July 2008 was the peak of state & local government employment before the Great Recession. February 2020 was the peak of state & local government employment before the COVID-19 pandemic; but even before the pandemic, public employment had still not recovered everywhere, and was well behind population growth since 2008.
Both nationally and in California, the private sector recovery has outpaced public employment recovery. Nationally, federal employment has recovered and even increased over the past few months, but that’s not the case in California.

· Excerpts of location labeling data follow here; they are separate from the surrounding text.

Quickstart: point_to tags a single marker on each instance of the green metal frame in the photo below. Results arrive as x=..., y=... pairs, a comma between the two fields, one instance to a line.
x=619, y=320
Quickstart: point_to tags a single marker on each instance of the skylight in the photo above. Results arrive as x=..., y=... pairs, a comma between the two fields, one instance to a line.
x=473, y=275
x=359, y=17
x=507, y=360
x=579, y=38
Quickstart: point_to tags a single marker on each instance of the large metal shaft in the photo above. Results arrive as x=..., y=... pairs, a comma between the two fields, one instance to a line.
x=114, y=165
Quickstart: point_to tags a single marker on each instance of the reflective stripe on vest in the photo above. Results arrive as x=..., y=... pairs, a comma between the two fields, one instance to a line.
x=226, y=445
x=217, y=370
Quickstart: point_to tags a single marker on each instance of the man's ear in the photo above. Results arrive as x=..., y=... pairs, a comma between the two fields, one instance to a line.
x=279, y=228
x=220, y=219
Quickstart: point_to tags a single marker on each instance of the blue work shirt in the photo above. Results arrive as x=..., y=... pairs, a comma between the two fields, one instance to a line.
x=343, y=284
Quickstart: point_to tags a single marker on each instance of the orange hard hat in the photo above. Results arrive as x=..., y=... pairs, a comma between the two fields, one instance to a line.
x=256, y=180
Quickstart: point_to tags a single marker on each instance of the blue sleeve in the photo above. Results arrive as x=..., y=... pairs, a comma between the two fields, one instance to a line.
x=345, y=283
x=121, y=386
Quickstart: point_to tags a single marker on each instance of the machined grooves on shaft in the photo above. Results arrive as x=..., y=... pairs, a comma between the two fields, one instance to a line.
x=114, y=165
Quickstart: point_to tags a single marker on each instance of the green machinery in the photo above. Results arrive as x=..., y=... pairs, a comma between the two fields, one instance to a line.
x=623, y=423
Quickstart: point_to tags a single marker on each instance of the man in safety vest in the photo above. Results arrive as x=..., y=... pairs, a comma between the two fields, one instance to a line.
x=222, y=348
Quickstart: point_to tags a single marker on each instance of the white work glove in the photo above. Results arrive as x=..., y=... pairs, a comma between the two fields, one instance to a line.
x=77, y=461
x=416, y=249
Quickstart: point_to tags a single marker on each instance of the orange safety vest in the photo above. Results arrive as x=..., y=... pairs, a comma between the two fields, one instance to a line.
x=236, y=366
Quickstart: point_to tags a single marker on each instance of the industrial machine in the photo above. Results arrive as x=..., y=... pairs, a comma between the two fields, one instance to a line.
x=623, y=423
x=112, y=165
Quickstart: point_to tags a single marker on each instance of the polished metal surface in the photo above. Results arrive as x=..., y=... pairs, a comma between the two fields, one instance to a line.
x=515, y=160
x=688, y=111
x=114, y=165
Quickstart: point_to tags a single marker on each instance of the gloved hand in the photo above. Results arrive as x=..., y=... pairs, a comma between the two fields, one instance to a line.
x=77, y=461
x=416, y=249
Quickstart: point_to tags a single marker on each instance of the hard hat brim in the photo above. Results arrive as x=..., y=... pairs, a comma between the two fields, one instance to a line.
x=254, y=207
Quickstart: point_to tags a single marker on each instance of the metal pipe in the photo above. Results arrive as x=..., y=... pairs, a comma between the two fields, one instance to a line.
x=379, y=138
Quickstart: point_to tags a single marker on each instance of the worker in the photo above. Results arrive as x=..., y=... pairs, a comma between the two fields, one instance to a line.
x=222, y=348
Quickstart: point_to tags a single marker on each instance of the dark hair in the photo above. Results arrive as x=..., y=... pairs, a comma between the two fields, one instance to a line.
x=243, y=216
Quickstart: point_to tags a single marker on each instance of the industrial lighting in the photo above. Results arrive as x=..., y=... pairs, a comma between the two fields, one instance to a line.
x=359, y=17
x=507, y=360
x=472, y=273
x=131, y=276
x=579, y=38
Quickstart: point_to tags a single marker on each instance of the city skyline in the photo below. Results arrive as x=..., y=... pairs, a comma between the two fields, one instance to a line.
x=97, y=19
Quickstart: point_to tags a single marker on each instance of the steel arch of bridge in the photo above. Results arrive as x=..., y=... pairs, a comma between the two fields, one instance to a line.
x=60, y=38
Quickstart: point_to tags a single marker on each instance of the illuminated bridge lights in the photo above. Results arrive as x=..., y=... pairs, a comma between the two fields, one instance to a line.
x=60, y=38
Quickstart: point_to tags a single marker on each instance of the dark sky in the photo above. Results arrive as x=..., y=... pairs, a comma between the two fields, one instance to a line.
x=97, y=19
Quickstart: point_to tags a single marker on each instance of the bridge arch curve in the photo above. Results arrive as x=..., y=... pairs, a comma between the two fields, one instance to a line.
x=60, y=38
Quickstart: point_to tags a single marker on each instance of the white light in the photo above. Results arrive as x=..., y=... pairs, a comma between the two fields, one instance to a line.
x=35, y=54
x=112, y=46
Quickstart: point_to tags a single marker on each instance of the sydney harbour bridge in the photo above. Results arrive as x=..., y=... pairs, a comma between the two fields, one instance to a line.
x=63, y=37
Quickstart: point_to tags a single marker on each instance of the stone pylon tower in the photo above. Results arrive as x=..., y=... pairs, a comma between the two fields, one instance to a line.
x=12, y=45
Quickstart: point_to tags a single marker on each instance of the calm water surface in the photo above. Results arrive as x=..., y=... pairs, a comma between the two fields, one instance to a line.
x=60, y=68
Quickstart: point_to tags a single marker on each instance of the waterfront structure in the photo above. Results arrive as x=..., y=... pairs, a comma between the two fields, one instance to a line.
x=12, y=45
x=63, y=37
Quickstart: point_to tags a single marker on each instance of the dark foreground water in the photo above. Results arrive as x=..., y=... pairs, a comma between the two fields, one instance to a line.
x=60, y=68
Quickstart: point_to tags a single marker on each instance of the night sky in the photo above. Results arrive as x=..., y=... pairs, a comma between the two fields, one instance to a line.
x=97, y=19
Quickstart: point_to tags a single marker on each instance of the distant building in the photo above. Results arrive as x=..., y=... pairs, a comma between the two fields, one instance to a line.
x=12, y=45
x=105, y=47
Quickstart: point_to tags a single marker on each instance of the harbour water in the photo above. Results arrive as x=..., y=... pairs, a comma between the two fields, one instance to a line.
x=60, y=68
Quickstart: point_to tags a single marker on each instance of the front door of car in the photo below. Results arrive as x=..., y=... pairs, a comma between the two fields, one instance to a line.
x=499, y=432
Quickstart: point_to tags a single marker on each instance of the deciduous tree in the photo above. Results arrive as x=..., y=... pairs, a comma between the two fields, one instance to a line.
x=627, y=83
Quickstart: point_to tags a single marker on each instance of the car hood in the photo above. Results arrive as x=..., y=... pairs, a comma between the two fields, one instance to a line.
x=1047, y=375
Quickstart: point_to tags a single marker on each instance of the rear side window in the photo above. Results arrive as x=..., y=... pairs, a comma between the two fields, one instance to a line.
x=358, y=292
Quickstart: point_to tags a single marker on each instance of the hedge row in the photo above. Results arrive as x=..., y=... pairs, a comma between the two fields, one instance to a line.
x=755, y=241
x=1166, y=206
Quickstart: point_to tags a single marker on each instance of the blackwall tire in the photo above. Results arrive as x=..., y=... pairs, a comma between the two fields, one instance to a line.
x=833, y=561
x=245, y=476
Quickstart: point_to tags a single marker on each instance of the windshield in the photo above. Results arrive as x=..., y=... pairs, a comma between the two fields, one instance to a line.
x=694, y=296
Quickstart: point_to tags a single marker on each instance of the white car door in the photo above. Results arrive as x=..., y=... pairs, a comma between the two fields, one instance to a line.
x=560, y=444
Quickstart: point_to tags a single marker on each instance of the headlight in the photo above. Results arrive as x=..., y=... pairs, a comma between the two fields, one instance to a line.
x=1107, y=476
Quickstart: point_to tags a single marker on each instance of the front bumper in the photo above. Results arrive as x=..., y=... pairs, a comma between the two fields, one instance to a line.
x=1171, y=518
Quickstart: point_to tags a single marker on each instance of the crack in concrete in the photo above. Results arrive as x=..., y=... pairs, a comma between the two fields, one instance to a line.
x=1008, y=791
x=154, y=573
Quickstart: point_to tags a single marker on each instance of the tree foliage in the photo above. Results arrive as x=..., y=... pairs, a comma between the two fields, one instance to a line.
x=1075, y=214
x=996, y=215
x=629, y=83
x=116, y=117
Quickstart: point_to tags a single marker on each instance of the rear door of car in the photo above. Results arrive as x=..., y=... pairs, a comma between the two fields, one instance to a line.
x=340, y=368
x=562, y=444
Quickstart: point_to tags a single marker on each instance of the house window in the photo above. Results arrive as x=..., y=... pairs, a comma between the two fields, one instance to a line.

(Note: state-level data doesn’t allow breakdown within local and state employment except for nonseasonal data, so see below for some indication of what accounts for the areas of lag in employment recovery within local and state employment in California).
What areas of government employment are responsible for decline?
It’s difficult to see recent trends in job loss within the government sector. Occupation data (OES) from May 2022 won’t be available until later in 2023, and that will still be a year behind. So for the state level, we only have local, state, and federal trends available on a recent monthly basis.
However, we can look at education v. non-education at the local or state level by examining nonseasonal employment trends. Below I overlaid monthly employment trends for local non-education employment in California, for 2019 through current data (February 2023). You can see the enormous drop-off in March 2020, and the steady rebuilding of employment in 2021, 2022, and 2023. But we’re so far below 2019 levels, which is especially surprising given the enormous infusions of federal aid and a very healthy state budget.